Agent RDP is a CLI tool that lets AI agents connect to Windows machines over RDP and interact with them through two modes:

Computer use — screenshot the screen, then click/type/scroll based on what the agent sees (works with any application)
Accessibility-based interaction — read and manipulate UI elements directly via the Windows UI Automation tree (faster, more precise, no vision model needed)
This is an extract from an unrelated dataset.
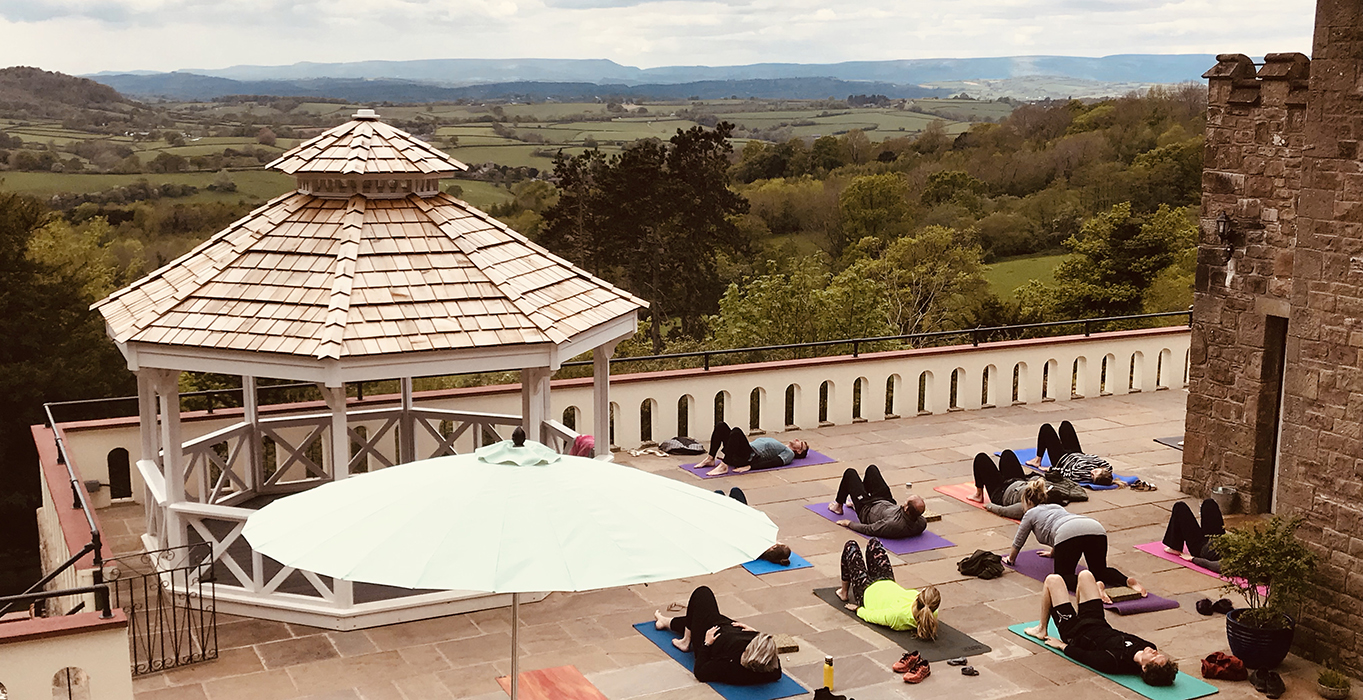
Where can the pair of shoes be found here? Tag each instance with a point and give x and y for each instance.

It bridges the gap between language model tool-use and GUI-based desktop applications that have no API.

Why it exists

A surprising amount of enterprise software only has a GUI. No API, no CLI, no webhooks. If you want to automate it, you either reverse-engineer the internals or you drive the interface. Agent RDP takes the second approach and makes it available to any agent framework that supports tool calling.

How it works

The system uses a daemon-per-session architecture: the CLI communicates with persistent background daemons via IPC. Sessions are named and independently managed. Responses are JSON-structured for AI agent consumption, with WebSocket streaming for real-time desktop capture.
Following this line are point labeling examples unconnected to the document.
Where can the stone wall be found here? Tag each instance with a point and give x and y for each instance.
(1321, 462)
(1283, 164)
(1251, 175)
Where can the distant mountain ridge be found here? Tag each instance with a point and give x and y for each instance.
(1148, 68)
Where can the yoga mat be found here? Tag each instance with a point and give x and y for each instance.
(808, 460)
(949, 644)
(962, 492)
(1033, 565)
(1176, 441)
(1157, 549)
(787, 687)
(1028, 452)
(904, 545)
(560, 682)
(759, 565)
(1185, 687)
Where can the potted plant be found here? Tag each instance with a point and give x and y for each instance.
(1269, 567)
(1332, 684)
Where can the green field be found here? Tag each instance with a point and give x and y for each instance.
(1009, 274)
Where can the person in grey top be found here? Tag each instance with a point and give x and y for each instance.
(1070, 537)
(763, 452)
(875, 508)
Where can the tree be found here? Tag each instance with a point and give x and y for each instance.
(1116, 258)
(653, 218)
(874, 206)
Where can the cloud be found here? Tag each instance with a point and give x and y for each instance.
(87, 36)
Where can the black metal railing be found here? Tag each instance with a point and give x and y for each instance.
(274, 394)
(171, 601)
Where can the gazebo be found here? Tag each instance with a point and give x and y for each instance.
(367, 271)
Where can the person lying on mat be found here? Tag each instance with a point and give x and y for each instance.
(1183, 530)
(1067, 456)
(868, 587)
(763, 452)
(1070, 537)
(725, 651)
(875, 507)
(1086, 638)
Beyond the basic screenshot → decide → act loop, it also supports:

Windows UI Automation — interacts with native UI elements using accessibility patterns (InvokePattern, SelectionItemPattern, TogglePattern)
OCR — uses the ocrs library to locate text on screen when UI Automation can’t reach an element
PowerShell agent injection — captures the accessibility tree via Dynamic Virtual Channel (DVC)

Technical details

Protocol: RDP with TLS and CredSSP, built on IronRDP (Rust)
Languages: TypeScript/Node.js CLI, Rust native binary
Input: Mouse, keyboard, key combos, clipboard sync, drag, scroll
Screen capture: Screenshots in PNG/JPEG with base64 encoding
Storage: Local directories can be mapped as network drives on the remote machine
Integration: Works as a tool provider for any AI agent framework

Status

Active development. Used in production for automating legacy Windows applications that resist every other form of integration.